As chuvas das duas últimas semanas incentivaram o plantio de feijão no Paraná. O Departamento de Economia Rural (Deral) da Secretaria Estadual de Agricultura e Abastecimento (Seab) estima que 35,2% da área a ser cultivada já está semeada. No ano passado, no mesmo período, apenas 8,7% da área estava plantada. ''Motivados pelos bons preços, os produtores anteciparam o plantio'', afirma Dirlei Antônio Manfio, chefe do setor de previsão de safra do Deral.
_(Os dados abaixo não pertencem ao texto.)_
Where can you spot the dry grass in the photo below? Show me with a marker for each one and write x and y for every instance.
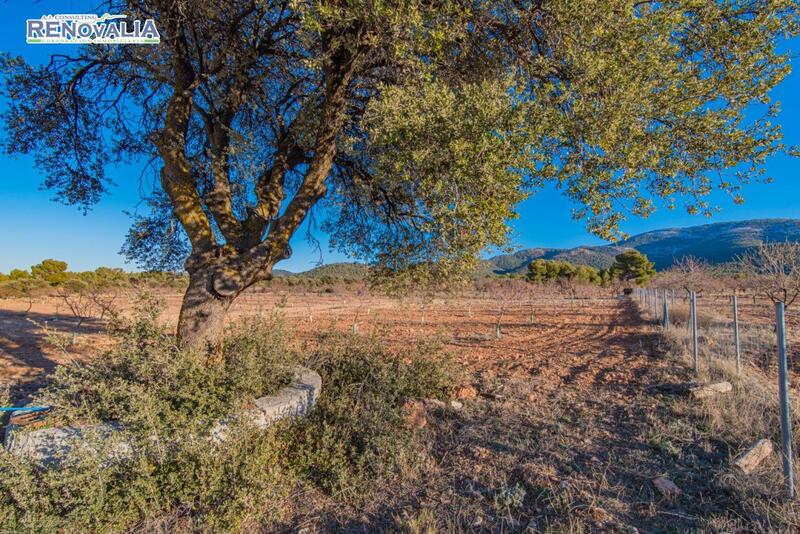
(732, 422)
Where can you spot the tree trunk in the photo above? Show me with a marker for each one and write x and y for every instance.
(203, 311)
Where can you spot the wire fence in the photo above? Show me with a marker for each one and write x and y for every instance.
(743, 332)
(727, 325)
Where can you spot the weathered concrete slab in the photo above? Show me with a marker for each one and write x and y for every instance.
(53, 445)
(752, 457)
(295, 400)
(709, 390)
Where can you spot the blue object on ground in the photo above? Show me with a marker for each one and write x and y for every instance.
(24, 408)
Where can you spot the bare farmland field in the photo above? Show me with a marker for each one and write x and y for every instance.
(565, 422)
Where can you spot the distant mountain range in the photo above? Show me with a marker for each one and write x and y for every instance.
(715, 243)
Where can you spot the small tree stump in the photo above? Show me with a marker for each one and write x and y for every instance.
(752, 457)
(709, 390)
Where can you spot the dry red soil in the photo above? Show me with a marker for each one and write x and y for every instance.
(567, 341)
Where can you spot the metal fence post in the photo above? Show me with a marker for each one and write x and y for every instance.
(693, 305)
(783, 384)
(655, 305)
(736, 335)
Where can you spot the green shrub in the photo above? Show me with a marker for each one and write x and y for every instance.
(165, 400)
(356, 432)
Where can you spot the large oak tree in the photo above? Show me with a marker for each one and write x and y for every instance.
(420, 124)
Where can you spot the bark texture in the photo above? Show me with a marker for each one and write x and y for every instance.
(203, 311)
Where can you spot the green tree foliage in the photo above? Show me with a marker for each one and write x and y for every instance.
(542, 271)
(633, 266)
(420, 124)
(18, 274)
(54, 272)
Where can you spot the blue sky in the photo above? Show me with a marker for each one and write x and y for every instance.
(34, 227)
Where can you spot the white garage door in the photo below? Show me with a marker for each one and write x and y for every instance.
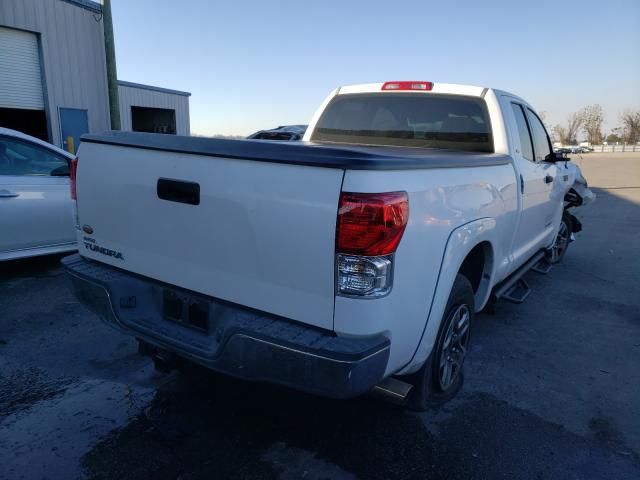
(20, 79)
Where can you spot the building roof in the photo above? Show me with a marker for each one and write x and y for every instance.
(87, 4)
(152, 88)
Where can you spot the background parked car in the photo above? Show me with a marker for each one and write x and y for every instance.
(287, 133)
(36, 211)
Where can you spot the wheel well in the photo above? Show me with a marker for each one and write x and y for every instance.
(476, 264)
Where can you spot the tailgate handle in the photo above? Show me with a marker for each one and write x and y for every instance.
(179, 191)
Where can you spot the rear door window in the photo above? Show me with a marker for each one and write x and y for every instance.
(453, 122)
(22, 158)
(523, 132)
(541, 144)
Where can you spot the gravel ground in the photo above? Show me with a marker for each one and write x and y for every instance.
(552, 386)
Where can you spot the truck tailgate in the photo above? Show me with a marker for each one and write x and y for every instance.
(261, 235)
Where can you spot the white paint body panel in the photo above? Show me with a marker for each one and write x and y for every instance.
(36, 212)
(263, 235)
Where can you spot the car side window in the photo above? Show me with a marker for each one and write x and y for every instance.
(541, 145)
(22, 158)
(523, 132)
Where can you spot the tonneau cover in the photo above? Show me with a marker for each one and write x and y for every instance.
(349, 157)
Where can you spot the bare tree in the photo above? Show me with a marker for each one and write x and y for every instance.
(592, 118)
(568, 134)
(631, 121)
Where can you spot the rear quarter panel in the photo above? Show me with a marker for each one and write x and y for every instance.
(441, 201)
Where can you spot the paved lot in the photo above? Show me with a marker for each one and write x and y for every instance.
(552, 387)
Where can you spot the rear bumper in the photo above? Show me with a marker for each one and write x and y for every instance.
(237, 341)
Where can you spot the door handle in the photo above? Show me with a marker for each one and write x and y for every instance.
(8, 194)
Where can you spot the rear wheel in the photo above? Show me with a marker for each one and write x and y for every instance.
(556, 252)
(441, 377)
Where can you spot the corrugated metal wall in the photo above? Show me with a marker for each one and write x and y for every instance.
(142, 97)
(72, 57)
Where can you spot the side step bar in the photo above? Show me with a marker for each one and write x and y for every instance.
(515, 289)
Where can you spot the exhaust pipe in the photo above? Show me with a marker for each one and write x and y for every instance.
(392, 390)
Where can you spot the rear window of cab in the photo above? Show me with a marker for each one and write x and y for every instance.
(452, 122)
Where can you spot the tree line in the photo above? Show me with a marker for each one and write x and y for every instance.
(588, 121)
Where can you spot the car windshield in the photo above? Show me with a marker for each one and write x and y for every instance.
(453, 122)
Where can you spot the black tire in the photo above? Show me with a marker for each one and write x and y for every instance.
(429, 386)
(560, 245)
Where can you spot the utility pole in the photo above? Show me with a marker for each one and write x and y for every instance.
(112, 76)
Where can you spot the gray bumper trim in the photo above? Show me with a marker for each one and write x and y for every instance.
(239, 341)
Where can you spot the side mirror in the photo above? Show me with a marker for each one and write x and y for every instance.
(557, 157)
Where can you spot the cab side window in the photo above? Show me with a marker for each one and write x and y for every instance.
(541, 144)
(22, 158)
(523, 131)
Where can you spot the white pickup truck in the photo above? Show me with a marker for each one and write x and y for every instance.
(353, 261)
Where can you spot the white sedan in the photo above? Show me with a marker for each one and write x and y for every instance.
(36, 211)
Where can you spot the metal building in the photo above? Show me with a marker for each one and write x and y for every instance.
(53, 76)
(144, 108)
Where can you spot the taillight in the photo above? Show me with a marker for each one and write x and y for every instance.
(73, 169)
(371, 223)
(424, 86)
(369, 229)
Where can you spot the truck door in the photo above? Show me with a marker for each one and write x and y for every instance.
(536, 177)
(554, 188)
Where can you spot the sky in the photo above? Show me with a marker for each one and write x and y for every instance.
(252, 65)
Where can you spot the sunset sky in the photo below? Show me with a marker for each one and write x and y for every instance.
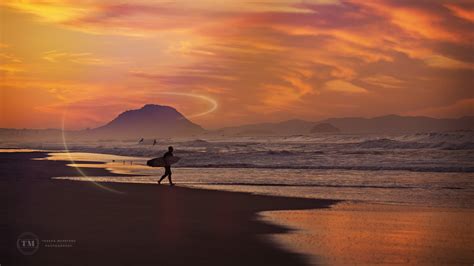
(233, 62)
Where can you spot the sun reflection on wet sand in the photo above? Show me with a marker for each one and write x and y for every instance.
(353, 233)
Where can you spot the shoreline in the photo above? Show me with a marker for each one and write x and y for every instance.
(150, 224)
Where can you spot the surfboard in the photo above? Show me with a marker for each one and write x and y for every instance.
(160, 161)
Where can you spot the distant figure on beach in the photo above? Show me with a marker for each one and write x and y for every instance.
(168, 154)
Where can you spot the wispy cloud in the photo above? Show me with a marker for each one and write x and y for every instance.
(277, 58)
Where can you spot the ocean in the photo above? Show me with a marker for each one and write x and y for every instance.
(426, 169)
(406, 199)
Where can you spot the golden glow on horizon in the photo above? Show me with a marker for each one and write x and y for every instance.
(241, 61)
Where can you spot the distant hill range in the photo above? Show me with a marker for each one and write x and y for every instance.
(149, 121)
(157, 121)
(390, 124)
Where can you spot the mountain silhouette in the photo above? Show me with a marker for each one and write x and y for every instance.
(149, 121)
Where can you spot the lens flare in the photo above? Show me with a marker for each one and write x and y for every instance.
(212, 102)
(66, 149)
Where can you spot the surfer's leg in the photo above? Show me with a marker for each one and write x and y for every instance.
(162, 177)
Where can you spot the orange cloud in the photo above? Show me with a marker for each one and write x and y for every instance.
(258, 60)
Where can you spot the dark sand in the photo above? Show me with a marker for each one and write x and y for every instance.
(147, 225)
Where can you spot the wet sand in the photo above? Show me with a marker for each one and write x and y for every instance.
(367, 234)
(142, 225)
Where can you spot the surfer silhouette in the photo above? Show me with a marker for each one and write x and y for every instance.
(168, 154)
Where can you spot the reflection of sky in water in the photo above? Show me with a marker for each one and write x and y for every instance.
(367, 234)
(419, 188)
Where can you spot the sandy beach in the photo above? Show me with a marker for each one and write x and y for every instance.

Em agosto, os produtores receberam R$ 66,00/saca de feijão preto, com o preço chegando a até R$ 76,00/saca em abril deste ano. Já o feijão carioca foi vendido a R$ 72,00/saca no mês passado. ''Julho foi o melhor mês do produto, que chegou a ser comercializado a R$ 83,00/saca'', informa Manfio. Segundo ele, no mesmo período do ano passado, o feijão preto era vendido a R$ 62,00/saca, enquanto o carioca rendia apenas R$ 44,00/saca.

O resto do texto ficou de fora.